Description:
Secrets Manager enables you to replace hardcoded credentials in your code, including passwords, with an API call to Secrets Manager to retrieve the secret programmatically. Also, you can configure Secrets Manager to automatically rotate the secret for you according to a specified schedule.
Rationale:
In order to rotate the credentials, you had to create new credentials, update the application to use the new credentials, and distributed the updated application. If you had multiple applications with shared credentials and you missed updating one of them, the application fails to work.
Impact:
Secrets Manager ensures that the secret can't be compromised by someone examining your code, since the secret no longer exists in the code. Scheduled Rotation feature enables you to replace long-term secrets with short-term ones, significantly reducing the risk of compromise.
Default Value:
AWS Secrets Manager has built-in rotation support for:
Amazon RDS databases
Amazon DocumentDB databases
Amazon Redshift clusters
2. But when storing a new secret on secret manager, the rotation setting is chosen to be disabled by default.
Pre-Requisite:
To successfully enable rotation, you must have your network environment configured correctly.
The Lambda function must be able to communicate with your database or service.
The Lambda function must be able to communicate with the Secrets Manager service endpoint.
Remediation:
Test plan:
via Management Console
Sign in to the AWS Management Console.
Navigate to AWS Secrets Manager dashboard at https://console.aws.amazon.com/secretsmanager/.
In the navigation panel, select Secrets.
Choose the Secrets Manager secret that you want to examine, then click on its name (link) to access the resource configuration details.
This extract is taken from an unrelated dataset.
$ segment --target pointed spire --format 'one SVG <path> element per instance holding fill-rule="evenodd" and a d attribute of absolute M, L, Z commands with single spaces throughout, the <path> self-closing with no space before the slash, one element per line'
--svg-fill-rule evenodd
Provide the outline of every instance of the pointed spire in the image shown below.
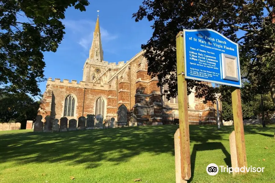
<path fill-rule="evenodd" d="M 93 60 L 94 61 L 100 62 L 103 61 L 103 50 L 101 44 L 101 34 L 100 34 L 99 27 L 99 16 L 98 14 L 94 31 L 94 32 L 93 42 L 92 43 L 91 48 L 90 48 L 89 59 Z"/>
On the selected secret configuration page, inside the Rotation configuration section.
Check the Rotation status configuration attribute value.
If the attribute value is set to Disabled, the automatic rotation feature is not enabled for the selected Amazon Secrets Manager secret.
Using AWS CLI
Run list-secrets command to list all Secrets Manager secrets available within the selected AWS region:
aws secretsmanager list-secrets --region us-east-1 --query 'SecretList[*].Name'
This returns the names of the secrets available within the region
Run describe-secret command with the name of the secret that you want to examine as identifier and custom query filters to return the automatic rotation feature status for the selected AWS Secrets Manager secret.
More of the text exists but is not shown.